Take one quart of granulated sugar, one quart of water, let boil, add three quarts of nice smooth peaches, peeled; let boil slowly twenty minutes. This is sufficient for two quart cans. Have cans hot and dry ; fill and seal while hot.
Scald nice smooth tomatoes and cook in granite kettle; " simmer," not boil, ten minutes ; salt, pepper as for use ; then fill cans very full; just before sealing put in a lump of fresh butter the size of a walnut. Tomatoes canned this way will keep for years.
Peel and slice tomatoes (not too ripe) in the proportion of one-third corn to two-thirds tomatoes; put on in porcelain or granite kettle ; let boil fifteen minutes; can immediately in tin or glass.

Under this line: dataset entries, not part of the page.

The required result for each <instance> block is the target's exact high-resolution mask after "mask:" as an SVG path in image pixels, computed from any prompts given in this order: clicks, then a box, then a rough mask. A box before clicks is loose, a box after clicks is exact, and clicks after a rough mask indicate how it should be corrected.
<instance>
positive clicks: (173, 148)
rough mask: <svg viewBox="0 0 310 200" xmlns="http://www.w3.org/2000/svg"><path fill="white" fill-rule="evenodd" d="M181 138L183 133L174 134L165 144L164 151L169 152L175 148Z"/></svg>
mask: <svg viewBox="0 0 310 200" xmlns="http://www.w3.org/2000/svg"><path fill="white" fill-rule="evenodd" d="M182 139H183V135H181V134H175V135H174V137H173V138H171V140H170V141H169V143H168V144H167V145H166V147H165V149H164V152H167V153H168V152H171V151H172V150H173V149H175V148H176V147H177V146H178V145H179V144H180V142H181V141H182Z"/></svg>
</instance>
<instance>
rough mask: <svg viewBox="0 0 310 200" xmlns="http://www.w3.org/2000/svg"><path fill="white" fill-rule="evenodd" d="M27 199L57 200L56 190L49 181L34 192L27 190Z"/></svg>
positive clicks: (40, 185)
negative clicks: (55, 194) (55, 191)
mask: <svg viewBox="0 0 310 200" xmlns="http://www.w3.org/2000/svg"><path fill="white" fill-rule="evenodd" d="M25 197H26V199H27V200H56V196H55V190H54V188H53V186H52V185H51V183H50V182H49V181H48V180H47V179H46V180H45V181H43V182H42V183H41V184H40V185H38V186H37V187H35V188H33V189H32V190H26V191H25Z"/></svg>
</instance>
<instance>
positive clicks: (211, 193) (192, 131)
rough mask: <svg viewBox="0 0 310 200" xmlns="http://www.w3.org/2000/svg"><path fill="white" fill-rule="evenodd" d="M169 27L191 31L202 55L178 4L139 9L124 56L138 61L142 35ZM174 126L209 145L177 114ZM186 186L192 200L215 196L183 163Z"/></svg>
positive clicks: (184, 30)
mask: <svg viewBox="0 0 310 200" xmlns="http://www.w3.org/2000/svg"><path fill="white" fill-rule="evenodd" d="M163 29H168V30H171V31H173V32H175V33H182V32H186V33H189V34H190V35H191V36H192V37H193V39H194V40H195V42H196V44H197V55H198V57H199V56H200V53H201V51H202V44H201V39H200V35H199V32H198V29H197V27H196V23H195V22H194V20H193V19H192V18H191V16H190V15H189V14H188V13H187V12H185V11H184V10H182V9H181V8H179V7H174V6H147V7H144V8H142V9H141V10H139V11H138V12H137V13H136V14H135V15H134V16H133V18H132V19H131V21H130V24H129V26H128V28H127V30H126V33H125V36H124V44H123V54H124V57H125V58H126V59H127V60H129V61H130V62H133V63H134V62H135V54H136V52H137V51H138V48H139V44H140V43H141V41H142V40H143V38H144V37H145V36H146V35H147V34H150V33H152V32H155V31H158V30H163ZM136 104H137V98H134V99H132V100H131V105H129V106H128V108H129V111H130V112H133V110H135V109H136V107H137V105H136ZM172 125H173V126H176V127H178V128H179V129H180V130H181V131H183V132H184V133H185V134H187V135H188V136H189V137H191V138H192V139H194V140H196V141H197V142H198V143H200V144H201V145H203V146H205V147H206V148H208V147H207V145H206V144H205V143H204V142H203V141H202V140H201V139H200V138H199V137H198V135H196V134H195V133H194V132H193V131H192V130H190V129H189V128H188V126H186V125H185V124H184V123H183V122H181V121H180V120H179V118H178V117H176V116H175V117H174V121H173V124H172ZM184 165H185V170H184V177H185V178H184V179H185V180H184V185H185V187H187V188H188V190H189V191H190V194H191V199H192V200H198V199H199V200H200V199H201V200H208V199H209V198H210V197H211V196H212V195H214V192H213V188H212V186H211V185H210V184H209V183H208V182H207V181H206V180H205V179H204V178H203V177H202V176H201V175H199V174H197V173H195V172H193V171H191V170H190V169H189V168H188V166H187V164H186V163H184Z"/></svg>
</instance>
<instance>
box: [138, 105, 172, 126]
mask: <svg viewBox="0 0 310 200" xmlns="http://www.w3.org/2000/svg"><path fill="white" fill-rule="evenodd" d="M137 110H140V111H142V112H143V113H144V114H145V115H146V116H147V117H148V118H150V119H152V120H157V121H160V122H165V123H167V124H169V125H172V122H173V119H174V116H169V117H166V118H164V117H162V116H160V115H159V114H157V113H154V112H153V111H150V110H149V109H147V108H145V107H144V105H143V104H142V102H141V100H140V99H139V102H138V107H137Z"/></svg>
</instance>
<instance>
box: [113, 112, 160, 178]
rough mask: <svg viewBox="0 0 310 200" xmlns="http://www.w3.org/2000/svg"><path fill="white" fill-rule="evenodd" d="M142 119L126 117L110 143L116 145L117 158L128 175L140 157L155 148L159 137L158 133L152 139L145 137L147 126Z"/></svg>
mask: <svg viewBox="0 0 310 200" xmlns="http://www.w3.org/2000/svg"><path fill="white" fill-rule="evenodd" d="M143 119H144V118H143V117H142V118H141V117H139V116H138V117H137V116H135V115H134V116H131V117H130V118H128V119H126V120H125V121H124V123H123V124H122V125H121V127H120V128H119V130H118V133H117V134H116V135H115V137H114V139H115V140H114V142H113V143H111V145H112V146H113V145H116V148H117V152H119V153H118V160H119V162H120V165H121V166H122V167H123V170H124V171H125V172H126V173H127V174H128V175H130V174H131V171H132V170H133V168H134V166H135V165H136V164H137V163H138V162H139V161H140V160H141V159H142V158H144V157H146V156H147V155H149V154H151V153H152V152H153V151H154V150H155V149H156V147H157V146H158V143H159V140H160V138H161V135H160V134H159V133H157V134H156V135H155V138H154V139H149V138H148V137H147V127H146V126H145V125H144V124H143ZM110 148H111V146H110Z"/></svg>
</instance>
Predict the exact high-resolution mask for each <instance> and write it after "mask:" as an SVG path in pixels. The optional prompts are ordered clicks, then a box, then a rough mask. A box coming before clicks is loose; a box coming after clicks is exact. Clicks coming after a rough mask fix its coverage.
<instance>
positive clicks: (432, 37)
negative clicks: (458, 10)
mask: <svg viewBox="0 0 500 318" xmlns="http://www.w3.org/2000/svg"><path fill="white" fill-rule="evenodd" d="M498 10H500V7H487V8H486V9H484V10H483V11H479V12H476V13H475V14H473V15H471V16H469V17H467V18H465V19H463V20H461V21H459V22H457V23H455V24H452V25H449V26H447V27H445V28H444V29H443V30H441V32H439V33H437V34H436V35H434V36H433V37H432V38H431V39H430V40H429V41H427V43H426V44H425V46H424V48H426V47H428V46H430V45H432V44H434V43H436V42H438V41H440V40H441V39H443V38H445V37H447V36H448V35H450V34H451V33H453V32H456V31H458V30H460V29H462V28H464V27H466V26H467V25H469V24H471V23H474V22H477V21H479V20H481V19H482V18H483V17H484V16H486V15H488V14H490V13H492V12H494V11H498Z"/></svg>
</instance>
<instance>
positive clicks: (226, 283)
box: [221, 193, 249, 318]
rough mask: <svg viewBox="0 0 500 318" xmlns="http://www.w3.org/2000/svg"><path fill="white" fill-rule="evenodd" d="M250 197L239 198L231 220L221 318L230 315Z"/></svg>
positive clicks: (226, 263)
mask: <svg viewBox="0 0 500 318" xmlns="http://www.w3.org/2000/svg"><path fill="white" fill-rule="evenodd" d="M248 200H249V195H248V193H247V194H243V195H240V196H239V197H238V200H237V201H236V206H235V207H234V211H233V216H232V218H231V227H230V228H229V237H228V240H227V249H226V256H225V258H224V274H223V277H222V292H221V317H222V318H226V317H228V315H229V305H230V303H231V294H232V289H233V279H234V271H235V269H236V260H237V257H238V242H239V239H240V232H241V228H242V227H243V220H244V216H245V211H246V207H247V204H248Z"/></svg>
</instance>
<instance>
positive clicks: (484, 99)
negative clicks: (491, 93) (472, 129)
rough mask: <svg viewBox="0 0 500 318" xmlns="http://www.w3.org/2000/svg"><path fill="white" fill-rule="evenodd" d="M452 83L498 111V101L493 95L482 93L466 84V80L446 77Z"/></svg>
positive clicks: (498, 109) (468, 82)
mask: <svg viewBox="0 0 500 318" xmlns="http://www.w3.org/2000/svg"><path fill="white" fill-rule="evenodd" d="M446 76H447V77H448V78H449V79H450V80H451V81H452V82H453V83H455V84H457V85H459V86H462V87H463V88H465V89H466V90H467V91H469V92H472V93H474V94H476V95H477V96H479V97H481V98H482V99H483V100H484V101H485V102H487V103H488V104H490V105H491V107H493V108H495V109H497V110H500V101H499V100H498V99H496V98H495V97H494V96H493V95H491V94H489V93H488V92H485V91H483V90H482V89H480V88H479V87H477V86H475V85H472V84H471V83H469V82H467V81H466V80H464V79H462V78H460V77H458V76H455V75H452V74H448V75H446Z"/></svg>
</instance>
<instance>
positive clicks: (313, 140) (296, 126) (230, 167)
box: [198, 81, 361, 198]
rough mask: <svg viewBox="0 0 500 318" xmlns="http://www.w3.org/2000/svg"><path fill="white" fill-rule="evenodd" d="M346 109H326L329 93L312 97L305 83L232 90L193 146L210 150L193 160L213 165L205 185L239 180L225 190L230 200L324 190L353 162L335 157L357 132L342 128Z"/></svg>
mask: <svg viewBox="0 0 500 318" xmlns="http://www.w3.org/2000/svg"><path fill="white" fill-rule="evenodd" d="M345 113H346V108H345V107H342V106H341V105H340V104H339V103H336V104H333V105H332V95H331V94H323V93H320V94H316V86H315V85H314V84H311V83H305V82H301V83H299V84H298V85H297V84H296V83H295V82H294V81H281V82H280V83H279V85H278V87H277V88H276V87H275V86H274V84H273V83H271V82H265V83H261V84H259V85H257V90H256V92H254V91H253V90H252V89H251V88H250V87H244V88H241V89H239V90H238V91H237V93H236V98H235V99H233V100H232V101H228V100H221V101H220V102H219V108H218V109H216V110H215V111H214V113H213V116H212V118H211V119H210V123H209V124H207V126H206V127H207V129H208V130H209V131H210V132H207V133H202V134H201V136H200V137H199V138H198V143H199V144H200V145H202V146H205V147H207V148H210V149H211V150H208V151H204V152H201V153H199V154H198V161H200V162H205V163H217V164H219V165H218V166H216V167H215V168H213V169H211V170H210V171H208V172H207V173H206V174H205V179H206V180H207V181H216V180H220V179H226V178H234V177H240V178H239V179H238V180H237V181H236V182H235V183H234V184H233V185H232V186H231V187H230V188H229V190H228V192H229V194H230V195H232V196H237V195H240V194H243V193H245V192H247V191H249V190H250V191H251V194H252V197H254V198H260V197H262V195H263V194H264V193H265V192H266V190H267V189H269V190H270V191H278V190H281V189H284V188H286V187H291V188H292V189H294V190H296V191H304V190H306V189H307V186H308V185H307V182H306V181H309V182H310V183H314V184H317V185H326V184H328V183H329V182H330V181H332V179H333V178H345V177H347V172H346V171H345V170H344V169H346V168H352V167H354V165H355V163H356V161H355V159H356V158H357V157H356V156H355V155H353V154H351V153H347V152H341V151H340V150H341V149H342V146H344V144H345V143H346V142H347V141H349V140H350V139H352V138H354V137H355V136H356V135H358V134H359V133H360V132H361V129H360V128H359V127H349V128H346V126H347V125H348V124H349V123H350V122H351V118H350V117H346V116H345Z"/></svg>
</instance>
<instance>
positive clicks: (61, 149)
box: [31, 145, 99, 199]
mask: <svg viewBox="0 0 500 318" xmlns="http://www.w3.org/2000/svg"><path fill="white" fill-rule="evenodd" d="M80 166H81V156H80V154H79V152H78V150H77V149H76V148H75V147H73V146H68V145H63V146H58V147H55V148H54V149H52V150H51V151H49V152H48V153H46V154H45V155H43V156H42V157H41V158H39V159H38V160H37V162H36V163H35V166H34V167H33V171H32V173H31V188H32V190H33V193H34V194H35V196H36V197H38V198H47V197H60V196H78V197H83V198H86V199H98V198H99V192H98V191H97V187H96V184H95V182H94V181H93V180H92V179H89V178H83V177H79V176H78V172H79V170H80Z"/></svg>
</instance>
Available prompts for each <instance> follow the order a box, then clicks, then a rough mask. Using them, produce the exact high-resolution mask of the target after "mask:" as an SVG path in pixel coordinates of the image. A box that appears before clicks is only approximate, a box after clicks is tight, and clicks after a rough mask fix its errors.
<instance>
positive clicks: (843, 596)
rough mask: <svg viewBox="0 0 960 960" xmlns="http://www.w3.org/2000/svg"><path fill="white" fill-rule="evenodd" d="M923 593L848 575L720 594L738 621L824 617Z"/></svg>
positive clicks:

Some take equal parts of corn and tomatoes, and prepare as above.
Wipe and core sour apples. Place them in an earthen or agate-ware baking dish - never use tin for apples - and fill the centre of each apple with sugar. Measure one tablespoonful water for each apple, and pour it around the apples, being careful not to pour it through the centres, so as to take away the sugar. Bake until the apples are soft, from twenty to forty-five minutes. When done, place on an attractive dish. Strain the juice, measure, and put it into an agate saucepan. For each half cup of juice add one-third cup sugar. Boil five minutes, and pour it over the apples. Serve cold with milk or cream.
Remove the skin and leave the pears whole, or cut them into quarters and take out the cores. Put into a deep earthen dish. To each pint of fruit add quarter cup brown sugar, quarter cup water. Cover, and bake in a moderate oven until soft. This dish is good if baked one hour, but becomes richer if cooked three or four hours. Apples, peaches and quinces may be baked in the same way.
Quarter, pare and core sour apples. Put them into an agate saucepan, with just enough water to keep them from burning, and cook until soft. Stir in sugar, allowing half cup sugar for six medium-sized apples, and boil five minutes. Strain through a wire' strainer. Cool and serve.
Wash one pound dried apricots carefully, taking each piece in the fingers. Put them into a pan with three cups water, and soak two hours or over night. Then cover them and stand them over a moderate fire. Let them come to a boil, and cook gently ten minutes. Add half cup sugar and cook five minutes longer.
Prepare and cook them in the same manner as apricots. One pound of prunes will require a quarter cup of sugar. Just before removing from the stove, add two tablespoonfuls lemon juice. The prunes should be soft, but not broken.
Take four cups cranberries. Pick them carefully. Put them into a pan with a cup of water, and cover them closely. Stand them over a moderate fire, let them come to a boil, and cook gently eight minutes. Add two cups of sugar, and cook two minutes longer. When cold the skins will be tender and the juice will form a delicate jelly.
Cook the fruit as directed in the above recipe and press it through a strainer into a mold or glass dish.
Put a quart of ripe cranberries into a saucepan with a teacupful of water. Stew slowly, stirring often; cook ten minutes. Take from fire and sweeten well with white sugar. Put into a mold. Or strain the pulp through a sieve into a mold wet with cold water, and when firm turn into a glass dish. Eat with roast turkey or game.
Wash one cup of rhubarb and cut it into inch pieces without removing the skin, as this gives a pretty pink color to the juice. Put it in an agate double boiler without water, sprinkle one-third cup of sugar over it and steam half hour, or until soft. Do not stir it, as it breaks the pieces.